# Refugio Canyon



## sbrsport (Dec 26, 2005)

I was North of Goleta this weekend, and after looking at a map decided to ride Refugio Canyon. I had never heard of it (although I later found out the old Reagan ranch is at the top), and did not know what I was getting myself into. In short, it climbs about 2300 feet in around 7 miles, with most of the climbing in the last 4 miles, and one stretch of 1400 feet of climbing in a little over two miles. Because the road is so steep, there are almost no cars. I think I only saw three during the entire ride. While the pavement is not great, it is better than a lot of other roads out there (such as Box Canyon in the San Fernando Valley).

All in all, a great ride and a great workout. Highly recommended for anyone who is going to be in the area. The only downside is once you get the the top the other side is not paved so you have to turn around and go back, i.e., you can't ride both sides.

Anyone else do this ride?


----------



## verve825 (Jul 6, 2004)

*Great Ride!*

Well done, man!
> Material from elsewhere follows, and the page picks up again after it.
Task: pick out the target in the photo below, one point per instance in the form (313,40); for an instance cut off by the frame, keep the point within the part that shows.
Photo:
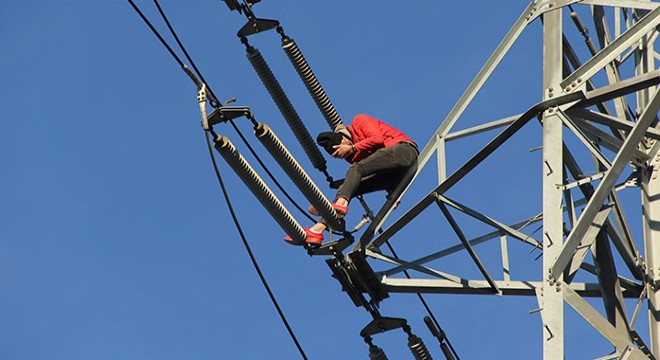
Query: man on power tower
(380,156)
This is a great ride- along with Figueroa Mountain, one of the top climbs in the area. Although I live very close to the top of Refugio Canyon Road as the crow flies, I have to take the long way (along the coast) in order to climb it, due to the lack of pavement on the north side. Makes for a great ~50 miles from Solvang- highly recommended. If you're keen on doing some other rides/climbs in the area, by all means, let me know... 

Regards,

Jeff


----------



## OrbeaXLR8R (Jun 2, 2003)

*Figueroa Mtn*

Jeff,
Speaking of Figueroa...can it be done as a loop...up the front side from Los Olivos off 154, then all the way up and down...back out onto 154 at the junction with 246? I grew up in the area...live in Ventura now...and want to take a few guys up to climb Fig. When I was a kid there was a locked gate at the top...and if I remember the road down the back side wasn't paved all the way. Do you know the situation now a days?
Thx


----------



## verve825 (Jul 6, 2004)

*Figueroa...*

Good questions, man. Here's the deal- it can be done as a loop; you'll probably want to ride from Solvang, as it's the most convenient parking/pre- and post-ride spot. You'll definitely want to head E on 246, cross 154, and head up the back side of Figueroa, as the back side a) has some really, really bad pavement and b) is unpaved for half a mile or so. I've ridden up the back side on Ksyrium SL's with no problem, but you wouldn't want to descend on this stretch- the pavement is actually much worse than the dirt section, if that gives you any perspective. In any event, there is no locked gate at the top anymore, and once dyou've gained the "summit" (actually a non-descript summit plateau/ridge), it's pretty much downhill all the way back to Solvang. Total distance from my house in downtown Solvang is almost exactly 50 miles. One important issue to bear in mind is that Figueroa Road receives very little maintenance; I was up there after the recent big storms, and there was debris all over the road- you may want to wait a few weeks after a rain before you head up there. Let me know if you have any questions!

Be well, 

Jeff




OrbeaXLR8R said:


> Jeff,
> Speaking of Figueroa...can it be done as a loop...up the front side from Los Olivos off 154, then all the way up and down...back out onto 154 at the junction with 246? I grew up in the area...live in Ventura now...and want to take a few guys up to climb Fig. When I was a kid there was a locked gate at the top...and if I remember the road down the back side wasn't paved all the way. Do you know the situation now a days?
> Thx


----------



## gambo2166 (Oct 20, 2004)

I did Fig the 1st sunday after thanksgiving from my house in santa maria 100 mi. round trip. The road was in good condition.It one of my favs.


----------